Another way to frame it is that while we avoided the nuclear strike at the heart of HB 900, Texas school libraries remain under siege.
What’s Next?
The people behind HB 900 have signaled that they intend to use the library standards as an excuse to file ethics complaints against educators who make available books they don’t like, thus threatening their certifications.


I have no idea if that will work, but it does reflect the basic nastiness of their reaction to this week’s rebuke.
The legal process for HB 900 will continue. The 5th Circuit remanded the case back to the district court, and Patterson says he hopes Texas Attorney General Ken Paxton will appeal Wednesday’s decision to the Supreme Court. But, as of now, the vendor rating portion of HB 900 is not the law of the land.
Most of all, Wednesday’s ruling underscores the importance of school board elections—the next batch of which will be held on May 4. The fight for the freedom to read in Texas will continue book by book and district by district. Without statewide ratings, trustees and district leaders will decide what phrases like “educationally unsuitable” mean.4 Reactionary boards, like the trustees of Spring Branch ISD, have already used the term to restrict books with little or no sexual content. And even moderate boards—like those in Plano, McKinney, and Fort Worth—have given into pressure from extremists and removed books en masse over the objections of parents and educators.
The state’s book banners know this, which is why so many of them have responded by pointing directly at school boards and the upcoming elections. Tara Petsch, the leader of Gillespie County’s Moms for Liberty chapter, told the Texas Scorecard, “School board trustees must start protecting children.”5 And Christin Bentley, a Republican operative who was instrumental in getting HB 900 passed, tweeted, “Trustees who still haven’t ensured explicit materials are out of their schools are complicit in the sexual grooming of children.
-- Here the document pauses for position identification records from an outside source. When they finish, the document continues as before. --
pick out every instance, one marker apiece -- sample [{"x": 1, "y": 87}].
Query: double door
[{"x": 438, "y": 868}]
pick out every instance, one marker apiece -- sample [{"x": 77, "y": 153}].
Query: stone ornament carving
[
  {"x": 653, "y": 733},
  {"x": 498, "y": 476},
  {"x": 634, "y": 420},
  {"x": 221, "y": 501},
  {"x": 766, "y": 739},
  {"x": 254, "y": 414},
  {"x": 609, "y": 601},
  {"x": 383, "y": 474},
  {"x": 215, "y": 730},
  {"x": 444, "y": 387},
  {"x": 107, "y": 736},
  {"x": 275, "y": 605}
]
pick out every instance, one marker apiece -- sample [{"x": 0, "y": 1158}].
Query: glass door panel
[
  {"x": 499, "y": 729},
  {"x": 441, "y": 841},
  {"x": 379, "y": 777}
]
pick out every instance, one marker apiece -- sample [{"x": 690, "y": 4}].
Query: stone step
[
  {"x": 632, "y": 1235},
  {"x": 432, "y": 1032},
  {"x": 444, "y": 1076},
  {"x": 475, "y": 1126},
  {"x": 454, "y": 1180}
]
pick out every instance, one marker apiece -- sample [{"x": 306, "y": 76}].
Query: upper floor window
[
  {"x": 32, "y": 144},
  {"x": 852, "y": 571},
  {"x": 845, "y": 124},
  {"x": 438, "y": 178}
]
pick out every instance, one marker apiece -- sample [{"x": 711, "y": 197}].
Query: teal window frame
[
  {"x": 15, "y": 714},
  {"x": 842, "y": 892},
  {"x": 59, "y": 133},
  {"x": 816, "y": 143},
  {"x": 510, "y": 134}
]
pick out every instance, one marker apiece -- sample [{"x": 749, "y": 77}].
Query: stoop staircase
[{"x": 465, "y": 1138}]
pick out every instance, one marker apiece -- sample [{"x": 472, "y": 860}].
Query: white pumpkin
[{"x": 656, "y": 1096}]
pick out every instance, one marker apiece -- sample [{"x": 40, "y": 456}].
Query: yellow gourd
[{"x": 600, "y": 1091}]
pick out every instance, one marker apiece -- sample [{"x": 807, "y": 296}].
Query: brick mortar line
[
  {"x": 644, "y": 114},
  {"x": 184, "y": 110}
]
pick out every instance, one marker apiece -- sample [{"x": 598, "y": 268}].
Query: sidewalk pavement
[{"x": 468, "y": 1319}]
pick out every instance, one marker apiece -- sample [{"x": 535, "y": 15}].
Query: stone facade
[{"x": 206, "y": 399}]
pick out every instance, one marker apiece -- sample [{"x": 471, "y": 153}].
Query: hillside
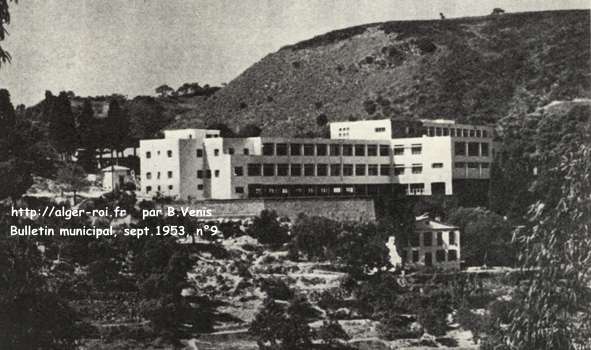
[{"x": 471, "y": 69}]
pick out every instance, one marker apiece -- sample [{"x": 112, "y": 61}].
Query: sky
[{"x": 101, "y": 47}]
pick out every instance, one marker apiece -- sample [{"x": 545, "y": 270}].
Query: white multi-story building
[{"x": 360, "y": 158}]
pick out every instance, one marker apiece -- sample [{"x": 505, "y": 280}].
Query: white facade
[
  {"x": 433, "y": 244},
  {"x": 198, "y": 164}
]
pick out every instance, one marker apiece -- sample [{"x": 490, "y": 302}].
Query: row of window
[
  {"x": 270, "y": 169},
  {"x": 473, "y": 149},
  {"x": 310, "y": 149},
  {"x": 471, "y": 165},
  {"x": 440, "y": 256},
  {"x": 456, "y": 132},
  {"x": 428, "y": 239},
  {"x": 149, "y": 175},
  {"x": 158, "y": 188},
  {"x": 149, "y": 154}
]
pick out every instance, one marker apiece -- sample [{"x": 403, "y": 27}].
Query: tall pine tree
[{"x": 62, "y": 129}]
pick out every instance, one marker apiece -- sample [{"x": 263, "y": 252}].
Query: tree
[
  {"x": 72, "y": 177},
  {"x": 315, "y": 236},
  {"x": 486, "y": 236},
  {"x": 118, "y": 126},
  {"x": 362, "y": 247},
  {"x": 4, "y": 20},
  {"x": 62, "y": 128},
  {"x": 276, "y": 327},
  {"x": 15, "y": 154},
  {"x": 250, "y": 130},
  {"x": 33, "y": 315},
  {"x": 267, "y": 229},
  {"x": 164, "y": 90},
  {"x": 321, "y": 119},
  {"x": 553, "y": 310}
]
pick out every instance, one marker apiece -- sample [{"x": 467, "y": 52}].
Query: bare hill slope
[{"x": 472, "y": 69}]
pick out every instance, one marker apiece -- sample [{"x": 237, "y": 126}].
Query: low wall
[{"x": 358, "y": 209}]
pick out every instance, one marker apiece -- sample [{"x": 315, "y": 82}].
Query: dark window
[
  {"x": 282, "y": 169},
  {"x": 268, "y": 169},
  {"x": 473, "y": 149},
  {"x": 347, "y": 150},
  {"x": 452, "y": 255},
  {"x": 268, "y": 149},
  {"x": 254, "y": 169},
  {"x": 414, "y": 240},
  {"x": 484, "y": 149},
  {"x": 384, "y": 150},
  {"x": 335, "y": 150},
  {"x": 360, "y": 150},
  {"x": 360, "y": 169},
  {"x": 417, "y": 188},
  {"x": 372, "y": 170},
  {"x": 321, "y": 170},
  {"x": 295, "y": 149},
  {"x": 452, "y": 237},
  {"x": 427, "y": 239},
  {"x": 296, "y": 170},
  {"x": 321, "y": 149},
  {"x": 335, "y": 170},
  {"x": 460, "y": 148},
  {"x": 347, "y": 169},
  {"x": 281, "y": 149}
]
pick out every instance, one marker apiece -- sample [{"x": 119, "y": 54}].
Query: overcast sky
[{"x": 99, "y": 47}]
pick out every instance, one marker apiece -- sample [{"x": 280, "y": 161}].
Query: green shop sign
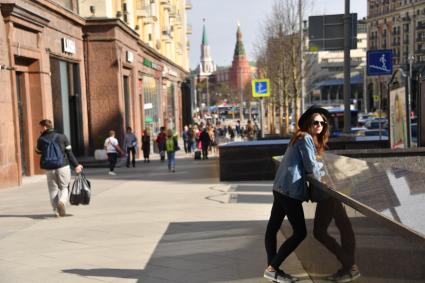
[
  {"x": 151, "y": 64},
  {"x": 147, "y": 63}
]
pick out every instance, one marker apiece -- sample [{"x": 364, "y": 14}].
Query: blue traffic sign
[
  {"x": 261, "y": 88},
  {"x": 379, "y": 62}
]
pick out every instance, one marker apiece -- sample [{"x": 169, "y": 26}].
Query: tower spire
[
  {"x": 206, "y": 66},
  {"x": 204, "y": 34},
  {"x": 239, "y": 48}
]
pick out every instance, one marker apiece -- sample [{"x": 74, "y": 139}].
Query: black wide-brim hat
[{"x": 310, "y": 111}]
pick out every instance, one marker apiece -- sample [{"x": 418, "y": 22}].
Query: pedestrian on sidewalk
[
  {"x": 290, "y": 188},
  {"x": 146, "y": 145},
  {"x": 171, "y": 146},
  {"x": 130, "y": 146},
  {"x": 112, "y": 149},
  {"x": 185, "y": 137},
  {"x": 329, "y": 208},
  {"x": 56, "y": 155},
  {"x": 160, "y": 141},
  {"x": 205, "y": 140}
]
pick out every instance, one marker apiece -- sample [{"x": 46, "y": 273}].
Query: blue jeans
[{"x": 171, "y": 156}]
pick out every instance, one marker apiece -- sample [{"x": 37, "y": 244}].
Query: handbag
[
  {"x": 81, "y": 190},
  {"x": 315, "y": 194}
]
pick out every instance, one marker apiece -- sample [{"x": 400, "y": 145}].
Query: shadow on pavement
[
  {"x": 382, "y": 255},
  {"x": 200, "y": 252},
  {"x": 31, "y": 216}
]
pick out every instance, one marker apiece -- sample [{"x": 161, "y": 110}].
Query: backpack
[{"x": 52, "y": 156}]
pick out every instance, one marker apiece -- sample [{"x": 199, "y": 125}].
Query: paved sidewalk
[{"x": 143, "y": 225}]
Vote them out.”
The filing period for school board candidates opened this week—coincidentally, the same day the 5th Circuit issued its ruling. It closes on February 16. I’ll have my Book-Loving Texan’s Guide to the elections up soon after that.
These standards are more restrictive than previous legal guidance. In their plurality decision in Island Trees School District v. Pico (1982), the Supreme Court held that school districts may remove books that are pervasively vulgar or educationally unsuitable; the new library standards say that schools must remove such books.
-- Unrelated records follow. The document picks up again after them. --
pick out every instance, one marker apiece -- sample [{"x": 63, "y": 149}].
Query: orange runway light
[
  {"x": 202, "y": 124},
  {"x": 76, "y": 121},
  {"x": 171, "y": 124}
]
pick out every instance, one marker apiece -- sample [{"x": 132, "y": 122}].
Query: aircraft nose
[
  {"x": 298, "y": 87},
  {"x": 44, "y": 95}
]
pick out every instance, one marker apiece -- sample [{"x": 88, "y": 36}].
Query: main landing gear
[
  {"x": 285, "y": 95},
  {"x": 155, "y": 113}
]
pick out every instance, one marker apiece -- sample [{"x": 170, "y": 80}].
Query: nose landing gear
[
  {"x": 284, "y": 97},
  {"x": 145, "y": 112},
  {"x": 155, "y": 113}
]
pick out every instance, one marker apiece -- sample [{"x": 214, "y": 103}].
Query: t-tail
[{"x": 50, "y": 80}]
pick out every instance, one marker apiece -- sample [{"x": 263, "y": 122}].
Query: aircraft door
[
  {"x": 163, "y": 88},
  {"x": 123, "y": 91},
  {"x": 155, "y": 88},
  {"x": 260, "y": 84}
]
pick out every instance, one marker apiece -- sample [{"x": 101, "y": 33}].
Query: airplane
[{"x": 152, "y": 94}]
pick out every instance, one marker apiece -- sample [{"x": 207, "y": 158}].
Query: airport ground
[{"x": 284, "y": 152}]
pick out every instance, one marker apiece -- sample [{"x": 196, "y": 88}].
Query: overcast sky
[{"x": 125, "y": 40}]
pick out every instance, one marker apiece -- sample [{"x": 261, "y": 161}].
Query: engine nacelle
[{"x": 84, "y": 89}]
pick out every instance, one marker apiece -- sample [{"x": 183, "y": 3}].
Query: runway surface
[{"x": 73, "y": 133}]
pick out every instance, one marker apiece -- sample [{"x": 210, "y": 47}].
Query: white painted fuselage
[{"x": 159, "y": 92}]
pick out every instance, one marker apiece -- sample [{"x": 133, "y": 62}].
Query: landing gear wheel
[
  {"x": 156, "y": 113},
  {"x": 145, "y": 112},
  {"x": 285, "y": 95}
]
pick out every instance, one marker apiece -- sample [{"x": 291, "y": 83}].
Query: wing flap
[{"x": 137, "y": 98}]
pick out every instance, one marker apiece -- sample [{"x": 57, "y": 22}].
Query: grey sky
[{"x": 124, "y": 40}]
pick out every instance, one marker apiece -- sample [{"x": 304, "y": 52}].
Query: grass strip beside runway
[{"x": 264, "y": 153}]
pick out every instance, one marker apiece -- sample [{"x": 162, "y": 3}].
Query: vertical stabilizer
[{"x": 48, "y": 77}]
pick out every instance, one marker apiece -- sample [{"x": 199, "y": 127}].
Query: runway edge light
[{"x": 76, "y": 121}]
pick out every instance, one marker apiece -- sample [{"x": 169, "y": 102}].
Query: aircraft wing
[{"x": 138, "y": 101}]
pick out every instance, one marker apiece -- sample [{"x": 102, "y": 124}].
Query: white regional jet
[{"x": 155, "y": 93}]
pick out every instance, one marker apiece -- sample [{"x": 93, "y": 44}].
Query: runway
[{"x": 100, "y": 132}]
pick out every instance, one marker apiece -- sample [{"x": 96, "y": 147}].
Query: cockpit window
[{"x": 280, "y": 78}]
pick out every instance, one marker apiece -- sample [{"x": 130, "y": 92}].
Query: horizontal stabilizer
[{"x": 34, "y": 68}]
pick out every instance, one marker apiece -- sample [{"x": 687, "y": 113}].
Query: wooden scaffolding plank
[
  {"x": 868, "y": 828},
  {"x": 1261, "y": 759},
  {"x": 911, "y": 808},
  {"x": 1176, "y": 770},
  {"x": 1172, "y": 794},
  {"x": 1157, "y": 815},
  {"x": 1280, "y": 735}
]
“Obscene” and “harmful to minors” are both clearly defined in Texas law, but no books in Texas schools meet those definitions. A book that’s legally obscene falls outside of the protection of the 1st Amendment—it’s not something anyone can pick up at Barnes & Noble, like Gender Queer or All Boys Aren’t Blue. The book banners know this, which is why, in the last legislative session, they tried unsuccessfully to change those definitions in the law. (They are promising to try again next session)
“Sexually explicit” is extensively (though not clearly) defined in HB 900, but to quote Judge Willett’s decision, “The statute requires vendors to undertake contextual analyses, weighing and balancing many factors to determine a rating for each book. Balancing a myriad of factors that depend on community standards is anything but the mere disclosure of factual information. And it has already proven controversial.”
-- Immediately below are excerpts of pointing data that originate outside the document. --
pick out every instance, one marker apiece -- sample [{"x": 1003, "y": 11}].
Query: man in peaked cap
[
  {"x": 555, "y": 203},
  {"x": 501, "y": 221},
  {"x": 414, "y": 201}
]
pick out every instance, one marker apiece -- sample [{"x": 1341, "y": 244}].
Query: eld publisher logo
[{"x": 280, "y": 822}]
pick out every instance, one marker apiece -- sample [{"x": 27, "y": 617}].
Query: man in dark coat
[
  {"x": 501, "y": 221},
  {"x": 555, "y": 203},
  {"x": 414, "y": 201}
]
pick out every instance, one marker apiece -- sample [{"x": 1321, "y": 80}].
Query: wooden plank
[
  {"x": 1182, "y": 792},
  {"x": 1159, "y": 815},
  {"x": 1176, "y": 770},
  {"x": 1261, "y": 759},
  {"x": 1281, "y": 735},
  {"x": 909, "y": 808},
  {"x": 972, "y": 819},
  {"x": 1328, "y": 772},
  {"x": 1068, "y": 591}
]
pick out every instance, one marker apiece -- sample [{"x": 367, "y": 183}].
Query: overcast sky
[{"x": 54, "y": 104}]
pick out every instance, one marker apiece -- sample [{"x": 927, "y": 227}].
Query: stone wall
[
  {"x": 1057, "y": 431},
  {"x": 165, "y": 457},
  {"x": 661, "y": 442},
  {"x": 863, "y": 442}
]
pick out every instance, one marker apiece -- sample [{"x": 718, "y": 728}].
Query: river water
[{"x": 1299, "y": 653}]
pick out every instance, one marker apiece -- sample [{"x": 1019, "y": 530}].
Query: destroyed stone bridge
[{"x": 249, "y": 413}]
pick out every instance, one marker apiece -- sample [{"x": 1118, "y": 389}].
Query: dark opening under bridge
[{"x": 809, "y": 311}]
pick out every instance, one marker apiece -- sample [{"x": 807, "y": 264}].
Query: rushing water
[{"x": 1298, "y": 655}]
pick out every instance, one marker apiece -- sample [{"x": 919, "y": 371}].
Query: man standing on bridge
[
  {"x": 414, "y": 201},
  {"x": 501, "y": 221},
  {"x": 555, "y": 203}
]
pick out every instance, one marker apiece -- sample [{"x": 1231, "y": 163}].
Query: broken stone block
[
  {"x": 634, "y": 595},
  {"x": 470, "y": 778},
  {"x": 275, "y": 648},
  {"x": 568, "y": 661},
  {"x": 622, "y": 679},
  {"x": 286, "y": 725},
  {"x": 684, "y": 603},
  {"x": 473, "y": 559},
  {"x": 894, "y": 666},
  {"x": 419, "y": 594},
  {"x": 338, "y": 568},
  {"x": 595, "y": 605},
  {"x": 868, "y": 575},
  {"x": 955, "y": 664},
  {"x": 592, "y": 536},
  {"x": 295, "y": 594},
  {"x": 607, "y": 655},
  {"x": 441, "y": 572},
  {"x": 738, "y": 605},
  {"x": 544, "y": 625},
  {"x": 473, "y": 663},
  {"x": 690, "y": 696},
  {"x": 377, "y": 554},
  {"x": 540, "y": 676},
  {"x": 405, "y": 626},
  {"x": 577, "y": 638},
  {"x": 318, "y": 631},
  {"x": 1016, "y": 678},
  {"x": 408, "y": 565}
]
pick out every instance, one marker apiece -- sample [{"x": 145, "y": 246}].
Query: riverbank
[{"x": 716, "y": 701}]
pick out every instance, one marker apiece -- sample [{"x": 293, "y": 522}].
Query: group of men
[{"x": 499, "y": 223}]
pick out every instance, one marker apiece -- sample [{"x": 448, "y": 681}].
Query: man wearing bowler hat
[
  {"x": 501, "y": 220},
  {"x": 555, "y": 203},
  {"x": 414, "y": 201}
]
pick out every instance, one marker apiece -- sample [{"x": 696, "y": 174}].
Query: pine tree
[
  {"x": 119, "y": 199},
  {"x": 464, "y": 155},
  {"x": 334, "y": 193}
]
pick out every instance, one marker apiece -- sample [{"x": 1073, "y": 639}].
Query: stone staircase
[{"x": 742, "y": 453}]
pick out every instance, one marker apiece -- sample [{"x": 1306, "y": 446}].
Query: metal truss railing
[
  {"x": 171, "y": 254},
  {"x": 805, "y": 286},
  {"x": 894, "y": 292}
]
Patterson told conservative talk radio host Mark Davis this week that he will continue to try to push a rating scheme through the legislature. Since it’s clearly unconstitutional to force vendors to do it, Patterson is now suggesting it may be done by “some bureaucrat sitting in a cubicle somewhere going through all these books looking for pornography.”
In 2023, Moms for Liberty Gillespie County supported candidates in the school board elections for Fredericksburg ISD and Kerrville ISD. Both lost.